L’imaginaire racialisé qui imprègne l’Art nouveau, en tant que production belge, peut continuer à produire ses effets d’éclat esthétique tout en demeurant dans un état de conscience refoulée.
Penser le rôle de l’art dans la production de la négrophobie qui sévit en belgique : partir de l’art nouveau
L’art de la Darkness ou de la Blackness, comme on le voit, ne correspond pas à des images directement négrophobes comme pourraient l’être, par exemple, les représentations de « sauvages » via le Blackface dans le folklore belge. L’art de Darkness ou de la Blackness ne donne pas directement à voir cette Darkness ou cette Blackness. Il s’agit d’une esthétique refoulée, une esthétique qui fixe sur un plan architectural des affects blancs d’opposition existentielle à une nature sauvage (les Ténèbres). C’est une architecture qui signe la victoire sur les Ténèbres. Autrement dit, il nous faut conclure que l’Art nouveau, tout autant que la pratique du Blackface, véhicule une esthétique empreinte du geste colonial de domptage et de domestication des Africains et de leur environnement.
Un imaginaire racialisé imprègne donc l’Art nouveau.
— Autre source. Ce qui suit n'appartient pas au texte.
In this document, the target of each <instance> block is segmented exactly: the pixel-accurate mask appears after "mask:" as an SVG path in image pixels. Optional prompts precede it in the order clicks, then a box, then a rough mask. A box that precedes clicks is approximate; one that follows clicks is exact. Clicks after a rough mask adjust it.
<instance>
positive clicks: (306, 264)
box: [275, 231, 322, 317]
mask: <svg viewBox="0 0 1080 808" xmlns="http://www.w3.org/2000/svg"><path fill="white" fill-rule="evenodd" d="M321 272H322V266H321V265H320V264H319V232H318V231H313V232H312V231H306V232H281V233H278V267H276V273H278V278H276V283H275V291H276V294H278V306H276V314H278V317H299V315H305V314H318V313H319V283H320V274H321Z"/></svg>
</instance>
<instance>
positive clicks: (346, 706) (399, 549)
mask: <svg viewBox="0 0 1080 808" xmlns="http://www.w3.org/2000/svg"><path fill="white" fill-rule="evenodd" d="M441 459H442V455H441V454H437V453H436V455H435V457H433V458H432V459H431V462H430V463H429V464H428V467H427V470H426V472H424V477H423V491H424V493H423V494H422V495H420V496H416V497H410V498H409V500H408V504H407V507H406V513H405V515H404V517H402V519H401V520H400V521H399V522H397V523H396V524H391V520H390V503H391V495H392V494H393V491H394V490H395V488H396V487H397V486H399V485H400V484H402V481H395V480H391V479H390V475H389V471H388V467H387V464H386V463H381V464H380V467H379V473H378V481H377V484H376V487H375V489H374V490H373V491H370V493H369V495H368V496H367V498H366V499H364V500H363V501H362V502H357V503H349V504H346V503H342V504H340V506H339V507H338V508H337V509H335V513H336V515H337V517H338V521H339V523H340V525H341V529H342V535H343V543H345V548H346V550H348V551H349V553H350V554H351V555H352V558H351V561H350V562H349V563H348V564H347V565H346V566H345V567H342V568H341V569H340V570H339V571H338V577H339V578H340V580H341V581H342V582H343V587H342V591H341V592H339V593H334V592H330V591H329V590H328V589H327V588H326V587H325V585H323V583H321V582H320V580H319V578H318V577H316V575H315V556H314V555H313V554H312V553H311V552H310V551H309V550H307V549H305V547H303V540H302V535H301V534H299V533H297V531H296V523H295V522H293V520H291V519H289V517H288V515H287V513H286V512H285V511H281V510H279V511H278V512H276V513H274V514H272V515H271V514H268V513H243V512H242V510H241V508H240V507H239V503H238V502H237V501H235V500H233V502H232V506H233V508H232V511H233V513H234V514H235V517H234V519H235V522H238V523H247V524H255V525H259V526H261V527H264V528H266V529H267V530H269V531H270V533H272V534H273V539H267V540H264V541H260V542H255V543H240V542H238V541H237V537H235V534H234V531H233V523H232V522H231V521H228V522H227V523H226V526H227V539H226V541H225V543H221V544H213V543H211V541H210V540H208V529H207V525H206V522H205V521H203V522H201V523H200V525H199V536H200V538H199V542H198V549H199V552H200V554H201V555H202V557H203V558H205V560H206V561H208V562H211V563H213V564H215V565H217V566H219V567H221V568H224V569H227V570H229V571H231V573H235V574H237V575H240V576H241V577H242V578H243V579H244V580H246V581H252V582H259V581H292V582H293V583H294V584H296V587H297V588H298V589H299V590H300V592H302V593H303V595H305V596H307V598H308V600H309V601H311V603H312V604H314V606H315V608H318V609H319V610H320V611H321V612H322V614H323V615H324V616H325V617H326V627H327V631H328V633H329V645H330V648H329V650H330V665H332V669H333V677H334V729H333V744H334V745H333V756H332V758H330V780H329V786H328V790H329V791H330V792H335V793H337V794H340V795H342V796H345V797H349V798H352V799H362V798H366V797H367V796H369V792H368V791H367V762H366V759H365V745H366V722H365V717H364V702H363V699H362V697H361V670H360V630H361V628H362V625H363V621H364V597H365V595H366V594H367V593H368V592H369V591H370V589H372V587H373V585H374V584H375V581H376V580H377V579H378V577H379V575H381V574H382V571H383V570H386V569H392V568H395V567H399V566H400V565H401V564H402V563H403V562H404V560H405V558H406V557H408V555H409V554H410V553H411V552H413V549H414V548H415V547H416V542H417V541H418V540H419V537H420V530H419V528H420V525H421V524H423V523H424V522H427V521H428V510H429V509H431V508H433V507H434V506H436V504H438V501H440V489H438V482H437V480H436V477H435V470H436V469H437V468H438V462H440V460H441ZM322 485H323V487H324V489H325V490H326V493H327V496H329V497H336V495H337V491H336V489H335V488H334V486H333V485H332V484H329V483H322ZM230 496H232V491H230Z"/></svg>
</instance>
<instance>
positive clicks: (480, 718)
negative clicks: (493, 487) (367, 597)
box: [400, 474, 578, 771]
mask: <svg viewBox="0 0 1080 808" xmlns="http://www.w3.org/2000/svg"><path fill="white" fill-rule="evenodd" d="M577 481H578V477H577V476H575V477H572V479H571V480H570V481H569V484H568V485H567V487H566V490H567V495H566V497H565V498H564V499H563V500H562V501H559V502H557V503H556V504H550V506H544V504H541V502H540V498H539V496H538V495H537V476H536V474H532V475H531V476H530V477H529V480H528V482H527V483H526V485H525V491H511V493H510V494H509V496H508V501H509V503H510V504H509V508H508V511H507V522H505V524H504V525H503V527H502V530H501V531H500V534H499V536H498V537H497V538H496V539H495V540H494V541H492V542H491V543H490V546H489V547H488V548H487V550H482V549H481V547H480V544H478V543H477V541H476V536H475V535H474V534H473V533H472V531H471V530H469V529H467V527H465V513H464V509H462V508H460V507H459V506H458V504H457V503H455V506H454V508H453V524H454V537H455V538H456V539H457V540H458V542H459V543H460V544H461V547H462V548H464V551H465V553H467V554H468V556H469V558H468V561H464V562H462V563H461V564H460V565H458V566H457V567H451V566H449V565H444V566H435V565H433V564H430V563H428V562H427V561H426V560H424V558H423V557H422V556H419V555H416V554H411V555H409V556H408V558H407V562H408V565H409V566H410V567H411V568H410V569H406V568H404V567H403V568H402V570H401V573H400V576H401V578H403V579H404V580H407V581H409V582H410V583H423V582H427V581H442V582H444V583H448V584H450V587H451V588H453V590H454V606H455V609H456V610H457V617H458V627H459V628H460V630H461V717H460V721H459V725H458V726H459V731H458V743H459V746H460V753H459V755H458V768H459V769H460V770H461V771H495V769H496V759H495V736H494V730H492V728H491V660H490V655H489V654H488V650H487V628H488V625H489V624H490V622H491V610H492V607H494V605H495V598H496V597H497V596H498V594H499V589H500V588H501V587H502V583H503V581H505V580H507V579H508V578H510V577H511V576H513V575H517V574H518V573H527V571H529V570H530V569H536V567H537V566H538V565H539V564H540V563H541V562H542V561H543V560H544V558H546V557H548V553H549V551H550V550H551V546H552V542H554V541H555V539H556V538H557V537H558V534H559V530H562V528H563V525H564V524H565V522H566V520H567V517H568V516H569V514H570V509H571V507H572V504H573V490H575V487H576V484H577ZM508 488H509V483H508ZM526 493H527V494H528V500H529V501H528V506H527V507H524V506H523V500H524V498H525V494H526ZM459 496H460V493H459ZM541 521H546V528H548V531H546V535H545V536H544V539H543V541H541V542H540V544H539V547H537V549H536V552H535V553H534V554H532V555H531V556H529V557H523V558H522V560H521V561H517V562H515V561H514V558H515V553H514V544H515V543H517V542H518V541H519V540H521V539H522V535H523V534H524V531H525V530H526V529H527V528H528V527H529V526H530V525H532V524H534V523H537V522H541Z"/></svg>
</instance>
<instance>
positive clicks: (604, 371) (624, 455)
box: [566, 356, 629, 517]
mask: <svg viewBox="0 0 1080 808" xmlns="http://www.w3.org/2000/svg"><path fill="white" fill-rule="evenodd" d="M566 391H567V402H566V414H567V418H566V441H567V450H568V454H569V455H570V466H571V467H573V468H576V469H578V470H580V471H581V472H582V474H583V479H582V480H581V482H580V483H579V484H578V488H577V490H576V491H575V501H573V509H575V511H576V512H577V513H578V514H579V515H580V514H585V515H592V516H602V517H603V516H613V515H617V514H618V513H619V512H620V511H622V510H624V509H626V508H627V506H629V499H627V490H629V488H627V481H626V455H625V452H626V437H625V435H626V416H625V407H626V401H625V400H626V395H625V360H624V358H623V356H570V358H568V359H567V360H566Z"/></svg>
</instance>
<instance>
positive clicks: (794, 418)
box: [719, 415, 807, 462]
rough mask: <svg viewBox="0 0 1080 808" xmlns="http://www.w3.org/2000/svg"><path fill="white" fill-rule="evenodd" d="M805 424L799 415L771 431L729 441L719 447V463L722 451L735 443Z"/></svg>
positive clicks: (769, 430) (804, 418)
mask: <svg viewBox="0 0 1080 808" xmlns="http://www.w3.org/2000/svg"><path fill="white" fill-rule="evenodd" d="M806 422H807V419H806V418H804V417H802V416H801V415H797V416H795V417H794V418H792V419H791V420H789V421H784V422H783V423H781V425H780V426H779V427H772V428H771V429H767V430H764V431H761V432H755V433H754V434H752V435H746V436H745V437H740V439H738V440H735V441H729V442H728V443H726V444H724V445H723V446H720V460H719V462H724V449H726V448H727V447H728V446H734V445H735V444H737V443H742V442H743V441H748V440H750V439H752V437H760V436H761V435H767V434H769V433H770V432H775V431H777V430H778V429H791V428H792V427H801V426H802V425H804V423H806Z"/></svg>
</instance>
Tout comme l’analyse Paul Gilroy pour la culture moderne britannique [4], confondu dans l’idée d’une nature sauvage (les lianes de caoutchouc, l’éléphant, etc.), cet imaginaire racial, en tant que production belge, peut continuer à produire ses effets d’éclat esthétique tout en demeurant dans un état de conscience refoulée. De fait, les critiques d’art sur l’Art nouveau honorent le plus souvent une tradition artistique et culturelle sur un mode ethnocentré niant toute référence à la domination raciale de même que niant toute influence venant de la culture congolaise [5]. Ainsi en guise de proposition décoloniale, l’on pourrait suggérer que cette année 2023 dédiée à l’Art nouveau serve à amorcerune réflexion sur la négrophobie au départ du colonialisme belge comme lieu fort de la production de cette idéologie moderne de la noirceur. Ceci consisterait à prendre au sérieux la responsabilité de l’Art nouveau, ainsi que d’autres productions culturelles, dans la production et la perpétuation d’une négrophobie bien belge.
[1] Voir entre autres les travaux des auteurs anglo-saxons tels que David Bindman, Paul Gilroy, Simon Gikandy et Sander Gilman. Côté francophone, voir les travaux d´Anne Lafont.
[2] Cet article se réfère aux analyses de D. SILVERMAN au départ de son article « Art Nouveau, Art of Darkness : African Lineages of Belgian modernism, Part I » in West 86th, vol. 18, no 2, pp. 139-181.
[3] Voir entre autres, P. GILROY, 1998, « Art of Darkness : Black Art and the problem of belonging to England » In N. Mirzoeff (dir.), Visual Culture Reader, Londres, Routledge, pp. 331-337.
[4] Ibid.
[5] Debora Silverman évoque notamment l’influence des architectures congolaises promues par le roi Munza (fin du XIXe) sur l’Art nouveau.